51 The fact Schmidt J gave attention to the test of sufficient connection with the actual making of the impugned contract was evident from her Honour's reasoning in distinguishing the losses incurred by the respondents in their earnings make-up claim as to the operation of the franchise from the loss of the franchise fee itself. On the basis that the respondents had difficulty in converting leads into customers, likely lack of effort by them and discrepancies in their evidence as to the hours worked in the business, it was well open, as her Honour concluded, for no monetary order to be made against the appellants as to the earnings make-up claim referable to the operation of the franchise. We see no reason to disturb such finding which, in any case, the respondents did not challenge.

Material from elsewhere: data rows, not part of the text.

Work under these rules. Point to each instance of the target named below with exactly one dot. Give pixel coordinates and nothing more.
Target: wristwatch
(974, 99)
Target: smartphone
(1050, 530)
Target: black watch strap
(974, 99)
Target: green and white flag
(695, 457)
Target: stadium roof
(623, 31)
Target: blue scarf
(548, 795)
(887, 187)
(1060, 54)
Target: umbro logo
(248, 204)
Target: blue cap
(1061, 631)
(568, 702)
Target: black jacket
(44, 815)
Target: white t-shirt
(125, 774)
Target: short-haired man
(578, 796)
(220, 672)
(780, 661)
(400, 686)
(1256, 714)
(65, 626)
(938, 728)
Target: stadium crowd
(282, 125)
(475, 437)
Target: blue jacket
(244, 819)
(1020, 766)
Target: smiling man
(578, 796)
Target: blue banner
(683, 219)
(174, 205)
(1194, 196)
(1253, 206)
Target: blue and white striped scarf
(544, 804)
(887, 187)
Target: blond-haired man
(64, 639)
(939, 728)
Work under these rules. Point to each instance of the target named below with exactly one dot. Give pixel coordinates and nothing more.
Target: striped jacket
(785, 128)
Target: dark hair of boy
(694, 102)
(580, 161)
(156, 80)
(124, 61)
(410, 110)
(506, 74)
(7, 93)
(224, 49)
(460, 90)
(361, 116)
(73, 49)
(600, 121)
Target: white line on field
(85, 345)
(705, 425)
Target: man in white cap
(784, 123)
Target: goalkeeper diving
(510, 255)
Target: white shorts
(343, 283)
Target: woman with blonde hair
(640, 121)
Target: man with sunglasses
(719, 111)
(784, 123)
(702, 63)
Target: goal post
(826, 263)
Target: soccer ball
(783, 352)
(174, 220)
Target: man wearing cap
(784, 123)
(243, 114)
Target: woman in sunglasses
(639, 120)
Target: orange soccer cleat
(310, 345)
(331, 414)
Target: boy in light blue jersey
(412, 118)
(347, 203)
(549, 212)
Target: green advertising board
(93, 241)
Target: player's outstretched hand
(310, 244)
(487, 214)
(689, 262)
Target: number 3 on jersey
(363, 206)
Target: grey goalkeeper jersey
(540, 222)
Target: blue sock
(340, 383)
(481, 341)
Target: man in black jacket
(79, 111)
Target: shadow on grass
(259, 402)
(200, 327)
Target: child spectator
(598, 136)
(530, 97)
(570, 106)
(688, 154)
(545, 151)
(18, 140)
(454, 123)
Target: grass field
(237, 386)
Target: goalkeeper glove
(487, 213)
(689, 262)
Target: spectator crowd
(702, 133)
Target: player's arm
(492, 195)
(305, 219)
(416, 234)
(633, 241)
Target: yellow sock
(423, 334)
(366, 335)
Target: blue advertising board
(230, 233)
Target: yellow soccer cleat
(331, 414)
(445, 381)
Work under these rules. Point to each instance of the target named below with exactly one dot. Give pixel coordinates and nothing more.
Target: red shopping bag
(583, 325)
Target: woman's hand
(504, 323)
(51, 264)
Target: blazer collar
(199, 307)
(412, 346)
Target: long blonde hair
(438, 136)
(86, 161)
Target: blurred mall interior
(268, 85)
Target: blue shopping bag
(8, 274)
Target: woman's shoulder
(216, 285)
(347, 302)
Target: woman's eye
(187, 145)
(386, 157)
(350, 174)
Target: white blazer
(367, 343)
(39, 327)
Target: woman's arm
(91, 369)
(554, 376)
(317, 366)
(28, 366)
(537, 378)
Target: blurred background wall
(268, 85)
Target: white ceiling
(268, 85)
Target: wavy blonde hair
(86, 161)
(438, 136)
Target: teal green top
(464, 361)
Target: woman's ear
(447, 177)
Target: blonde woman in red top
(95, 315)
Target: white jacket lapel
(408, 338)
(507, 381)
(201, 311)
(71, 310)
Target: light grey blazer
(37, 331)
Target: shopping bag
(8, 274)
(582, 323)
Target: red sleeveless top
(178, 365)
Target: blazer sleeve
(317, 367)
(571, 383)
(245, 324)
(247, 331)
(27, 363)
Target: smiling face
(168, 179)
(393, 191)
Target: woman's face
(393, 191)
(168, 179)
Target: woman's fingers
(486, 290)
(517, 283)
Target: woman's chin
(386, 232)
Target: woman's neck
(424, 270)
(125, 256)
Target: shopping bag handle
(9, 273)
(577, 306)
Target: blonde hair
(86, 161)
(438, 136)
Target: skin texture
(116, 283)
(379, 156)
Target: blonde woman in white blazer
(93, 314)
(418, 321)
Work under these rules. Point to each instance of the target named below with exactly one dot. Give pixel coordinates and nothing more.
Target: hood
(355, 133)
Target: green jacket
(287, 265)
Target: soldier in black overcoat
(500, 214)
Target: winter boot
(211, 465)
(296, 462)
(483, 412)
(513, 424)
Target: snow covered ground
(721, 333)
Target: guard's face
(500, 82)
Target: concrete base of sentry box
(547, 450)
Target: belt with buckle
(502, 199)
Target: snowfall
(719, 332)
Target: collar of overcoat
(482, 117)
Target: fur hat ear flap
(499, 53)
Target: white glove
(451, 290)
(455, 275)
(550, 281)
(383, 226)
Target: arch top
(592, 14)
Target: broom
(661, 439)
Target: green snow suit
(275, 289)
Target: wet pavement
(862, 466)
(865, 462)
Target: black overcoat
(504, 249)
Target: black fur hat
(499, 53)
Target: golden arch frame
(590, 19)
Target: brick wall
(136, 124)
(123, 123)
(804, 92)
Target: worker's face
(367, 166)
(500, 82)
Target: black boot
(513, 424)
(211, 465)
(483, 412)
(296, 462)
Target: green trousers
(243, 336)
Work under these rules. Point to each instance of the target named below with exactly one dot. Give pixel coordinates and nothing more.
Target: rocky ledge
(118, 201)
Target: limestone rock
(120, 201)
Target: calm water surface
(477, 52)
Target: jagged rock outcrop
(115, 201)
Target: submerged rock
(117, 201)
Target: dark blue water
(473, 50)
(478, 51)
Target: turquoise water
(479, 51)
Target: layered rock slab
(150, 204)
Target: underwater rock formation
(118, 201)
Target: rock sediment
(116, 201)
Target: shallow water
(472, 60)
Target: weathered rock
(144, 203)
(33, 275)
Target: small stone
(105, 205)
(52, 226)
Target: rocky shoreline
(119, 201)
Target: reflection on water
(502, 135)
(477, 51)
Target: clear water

52 We are satisfied in the circumstances of this case on the undisputed facts or those as found by Schmidt J that the discretion exercised by her Honour did not miscarry and was not in conflict with the relevant principles. No appellable error has been disclosed nor would we ourselves have decided other than her Honour did.
53 Although leave to appeal is granted, the appeal must be dismissed with the appellants to pay the respondents' costs. We so order.